Adult obesity treatment: In the treatment of adult obesity, GLP-1 RAs have achieved significant results. The Phase III clinical trial of semaglutide has been completed, with results showing significant weight loss effects. In the STEP 2.4 mg/week semaglutide project, patients experienced significant weight loss, further confirming the efficacy of GLP-1 RAs in the treatment of adult obesity. These drugs are typically used as part of a comprehensive weight loss program, combined with dietary control and moderate exercise, to achieve better weight loss outcomes.

 

Childhood obesity treatment: Recent studies have shown that GLP-1 drugs such as exenatide, semaglutide, and liraglutide have been used to treat childhood obesity-related conditions, such as severe obesity, obesity associated with polycystic ovary syndrome (PCOS), and hypothalamic obesity. For example, studies have found that these drugs have a certain effect in controlling weight gain in children, helping to improve metabolic parameters, and providing new options for the treatment of childhood obesity.

 

Obesity treatment for special populations - PCOS patients: Polycystic ovary syndrome (PCOS) is a common endocrine disorder among reproductive-age women, and obesity is prevalent among PCOS patients. GLP-1 RAs have unique advantages in treating obesity in PCOS patients. Studies have shown that GLP-1 therapy not only reduces weight in PCOS patients but also improves insulin resistance, lowers hyperandrogenism, and even increases the chances of natural conception and in vitro fertilization. This makes GLP-1 RAs a highly promising treatment option for obese PCOS patients, offering new avenues for improving their health and fertility.

 

 

Conclusion

 

In summary, GLP-1 drugs, as an emerging force in the field of obesity treatment, demonstrate promising application prospects in the treatment of obesity in adults, children, and special populations (such as PCOS patients) due to their unique mechanism of action.

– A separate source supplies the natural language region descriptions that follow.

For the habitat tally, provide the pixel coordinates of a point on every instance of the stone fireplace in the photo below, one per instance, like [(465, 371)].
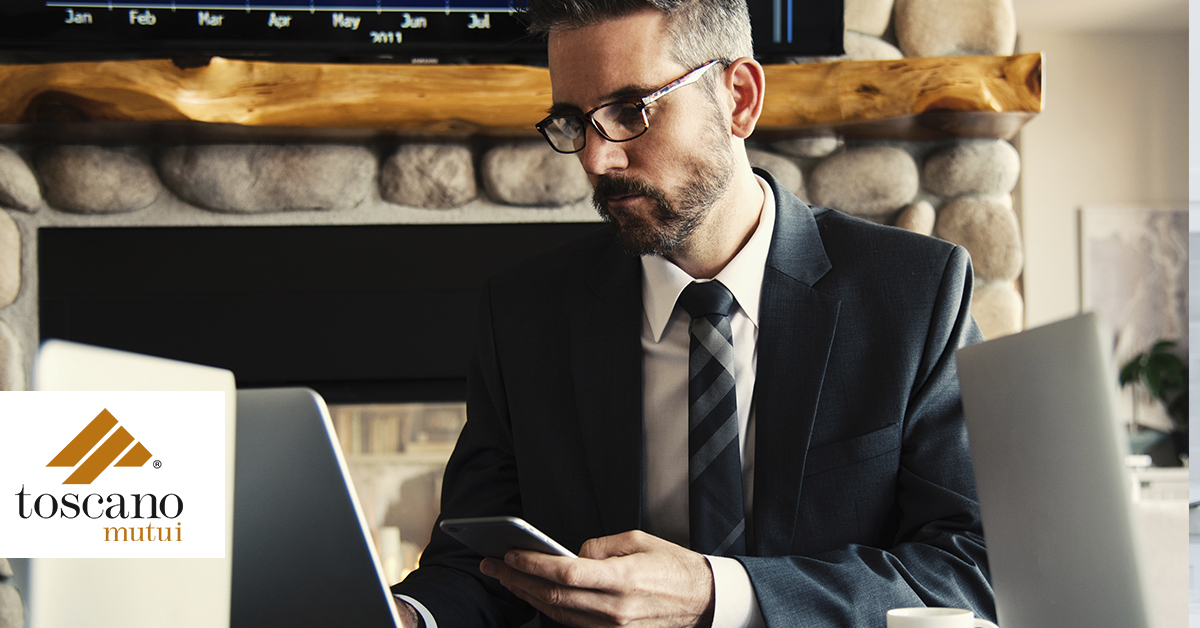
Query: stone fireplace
[(940, 165)]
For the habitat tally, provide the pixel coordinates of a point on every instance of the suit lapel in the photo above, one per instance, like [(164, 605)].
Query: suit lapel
[(606, 358), (797, 326)]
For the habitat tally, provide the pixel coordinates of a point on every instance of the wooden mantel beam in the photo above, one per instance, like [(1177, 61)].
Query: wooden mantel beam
[(877, 96)]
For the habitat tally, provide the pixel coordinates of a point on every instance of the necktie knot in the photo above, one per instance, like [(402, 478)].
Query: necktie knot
[(708, 298)]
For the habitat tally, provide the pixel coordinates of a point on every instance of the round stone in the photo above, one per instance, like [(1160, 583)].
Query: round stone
[(988, 229), (868, 16), (533, 174), (948, 28), (18, 186), (786, 172), (429, 175), (870, 180), (918, 217), (997, 309), (252, 178), (973, 167), (808, 147), (869, 48), (96, 180), (12, 371), (10, 259)]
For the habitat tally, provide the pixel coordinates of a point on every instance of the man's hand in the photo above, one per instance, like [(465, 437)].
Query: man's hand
[(630, 579)]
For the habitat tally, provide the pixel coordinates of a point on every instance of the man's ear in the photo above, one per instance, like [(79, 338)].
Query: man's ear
[(748, 85)]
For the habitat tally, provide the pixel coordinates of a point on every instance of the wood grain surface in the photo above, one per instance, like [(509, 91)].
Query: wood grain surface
[(499, 99)]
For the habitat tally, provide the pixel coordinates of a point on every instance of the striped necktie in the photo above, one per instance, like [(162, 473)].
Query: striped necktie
[(717, 515)]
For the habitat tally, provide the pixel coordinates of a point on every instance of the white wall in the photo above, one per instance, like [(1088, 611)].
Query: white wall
[(1114, 131)]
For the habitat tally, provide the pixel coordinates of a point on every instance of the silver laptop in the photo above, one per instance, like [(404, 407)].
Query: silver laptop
[(132, 592), (1054, 491), (301, 548)]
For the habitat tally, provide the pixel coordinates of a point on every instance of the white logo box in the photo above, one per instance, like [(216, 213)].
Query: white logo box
[(185, 435)]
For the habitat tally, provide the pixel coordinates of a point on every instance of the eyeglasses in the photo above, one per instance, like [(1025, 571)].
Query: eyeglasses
[(616, 121)]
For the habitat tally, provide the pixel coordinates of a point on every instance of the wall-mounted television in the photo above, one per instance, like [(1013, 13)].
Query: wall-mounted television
[(343, 30)]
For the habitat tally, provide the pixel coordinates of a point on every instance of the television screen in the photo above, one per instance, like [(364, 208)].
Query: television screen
[(345, 30)]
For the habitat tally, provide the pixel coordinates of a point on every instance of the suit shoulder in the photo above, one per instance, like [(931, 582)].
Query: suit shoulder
[(852, 238)]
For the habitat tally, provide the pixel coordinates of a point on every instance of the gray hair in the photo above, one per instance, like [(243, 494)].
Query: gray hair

Through multiple pathways, including promoting insulin secretion, suppressing appetite, and delaying gastric emptying, GLP-1 RAs effectively help patients reduce weight and improve metabolic status.

 

In adult obesity treatment, drugs such as liraglutide and semaglutide have been validated through clinical trials, providing reliable treatment options for obese patients. In the treatment of obesity in PCOS patients, GLP-1 RAs not only help reduce weight but also positively improve the endocrine disorders associated with the condition, offering multiple benefits for PCOS patients.

 

 

Sources

 

[1] Zhang D, Lu H. GLP-1RA: New Hope in Obesity Therapy[J]. Journal of Biosciences and Medicines, 2025,13(2):465-479. https://cstj.cqvip.com/Qikan/Article/Detail?id=HS727602025002035

 

[2] Kavarian P N, Mosher T L, Haija M A E. Use of glucagon-like-peptide 1 receptor agonist in the treatment of childhood obesity.[J]. Current Opinion in Pediatrics, 2024,36 5:542-546. https://api.semanticscholar.org/CorpusID:272115519

 

[3] Wang J Y, Wang Q W, Yang X Y, et al. GLP-1 receptor agonists for the treatment of obesity: Role as a promising  approach[J]. Frontiers in Endocrinology, 2023,14:1085799.DOI:10.3389/fendo.2023.1085799.

 

[4] Pedrosa M R, Franco D R, Gieremek H W, et al. GLP-1 Agonist to Treat Obesity and Prevent Cardiovascular Disease: What Have We  Achieved so Far?[J]. Current Atherosclerosis Reports, 2022,24(11):867-884.DOI:10.1007/s11883-022-01062-2.

 

[5] Baranowska-Bik A. Therapy of obesity in women with PCOS using GLP-1 analogues - benefits and  limitations [Terapia otyłości u kobiet z PCOS przy zastosowaniu analogów GLP-1 -  korzyści i ograniczenia][J]. Endokrynologia Polska, 2022,73(3):627-643.DOI:10.5603/EP.a2022.0047.